In the study published in the journal PNAS, the researchers demonstrated that small rises in temperature, such as during a fever, increase the speed of a cellular 'clock' that controls the response to infections.
This new understanding could lead to more effective and fast-working drugs which target a key protein involved in this process.
Biologists from the Universities of Warwick and Manchester in the UK found that inflammatory signals activate 'Nuclear Factor kappa B' (NF-?B) proteins to start a 'clock' ticking.
In the clock, NF-?B proteins move backwards and forwards into and out of the cell nucleus, where they switch genes on and off, researchers said.
This allows cells to respond to a tumour, wound or infection, they said.
When NF-?B is uncontrolled, it is associated with inflammatory diseases, such as Crohn's disease, psoriasis and rheumatoid arthritis.
At a body temperature of 34 degrees, the NF-?B clock slows down. At higher temperatures than the normal 37 degree body temperature, such as in fever or 40 degrees, the NF-?B clock speeds up.
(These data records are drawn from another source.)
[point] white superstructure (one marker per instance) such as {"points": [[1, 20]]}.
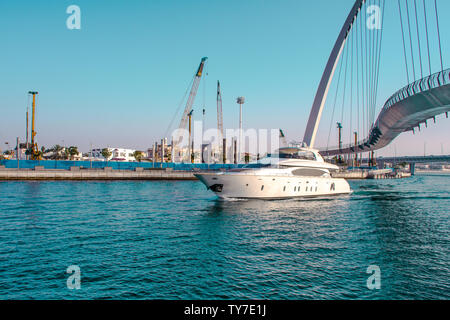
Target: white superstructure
{"points": [[292, 173]]}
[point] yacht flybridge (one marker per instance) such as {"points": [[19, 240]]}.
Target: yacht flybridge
{"points": [[291, 173]]}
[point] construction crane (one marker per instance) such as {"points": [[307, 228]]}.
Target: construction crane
{"points": [[191, 99], [34, 152], [220, 123], [283, 139]]}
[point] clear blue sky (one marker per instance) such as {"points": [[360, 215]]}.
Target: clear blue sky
{"points": [[118, 80]]}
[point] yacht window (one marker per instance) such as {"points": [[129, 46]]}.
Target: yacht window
{"points": [[308, 172], [303, 155]]}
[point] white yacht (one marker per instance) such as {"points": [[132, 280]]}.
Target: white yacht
{"points": [[291, 173]]}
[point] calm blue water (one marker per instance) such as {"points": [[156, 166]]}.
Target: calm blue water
{"points": [[175, 240]]}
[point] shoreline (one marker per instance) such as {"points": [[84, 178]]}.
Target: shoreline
{"points": [[77, 174]]}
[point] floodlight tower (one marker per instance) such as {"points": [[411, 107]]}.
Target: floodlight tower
{"points": [[240, 101]]}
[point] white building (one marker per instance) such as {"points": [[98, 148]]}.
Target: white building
{"points": [[117, 154]]}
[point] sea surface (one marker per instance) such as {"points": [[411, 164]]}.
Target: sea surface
{"points": [[176, 240]]}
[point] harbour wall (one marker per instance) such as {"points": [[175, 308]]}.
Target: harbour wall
{"points": [[115, 165], [107, 173]]}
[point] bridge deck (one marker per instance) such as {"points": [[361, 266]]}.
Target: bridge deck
{"points": [[404, 111]]}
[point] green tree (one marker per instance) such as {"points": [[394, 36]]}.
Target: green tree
{"points": [[73, 151], [57, 149], [106, 154]]}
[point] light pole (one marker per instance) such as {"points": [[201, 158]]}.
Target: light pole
{"points": [[240, 101]]}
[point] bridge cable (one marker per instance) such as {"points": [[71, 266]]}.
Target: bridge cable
{"points": [[410, 41], [351, 83], [345, 84], [357, 77], [366, 74], [379, 56], [374, 63], [418, 40], [335, 100], [363, 83], [439, 37], [426, 31], [403, 38]]}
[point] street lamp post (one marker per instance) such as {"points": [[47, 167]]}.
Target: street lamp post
{"points": [[240, 101]]}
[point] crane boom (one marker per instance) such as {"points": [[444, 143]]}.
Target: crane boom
{"points": [[219, 111], [192, 94]]}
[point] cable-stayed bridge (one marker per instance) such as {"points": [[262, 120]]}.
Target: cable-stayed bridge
{"points": [[354, 64]]}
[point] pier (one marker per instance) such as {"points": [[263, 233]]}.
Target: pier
{"points": [[107, 173]]}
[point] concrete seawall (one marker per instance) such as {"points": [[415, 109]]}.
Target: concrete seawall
{"points": [[75, 173]]}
The researchers predicted that a protein called A20 - which is essential to avoid inflammatory disease - might be critically involved in this process.
They then removed A20 from cells and found that the NF-kB clock lost its sensitivity to increases in temperature.
David Rand, a professor at the University of Warwick, explained that in normal life the 24 hour body clock controls small (1.5 degree) changes in body temperature.
"The lower body temperature during sleep might provide a fascinating explanation into how shift work, jet lag or sleep disorders cause increased inflammatory disease," Rand said.
"This is a good example of how mathematical modelling of cells can lead to useful new biological understanding," said Dan Woodcock from the University of Warwick.
While the activities of many NF-kB controlled genes were not affected by temperature, a key group of genes showed altered profiles at the different temperatures.
These temperature sensitive genes included key inflammatory regulators and controllers of cell communication that can alter cell responses.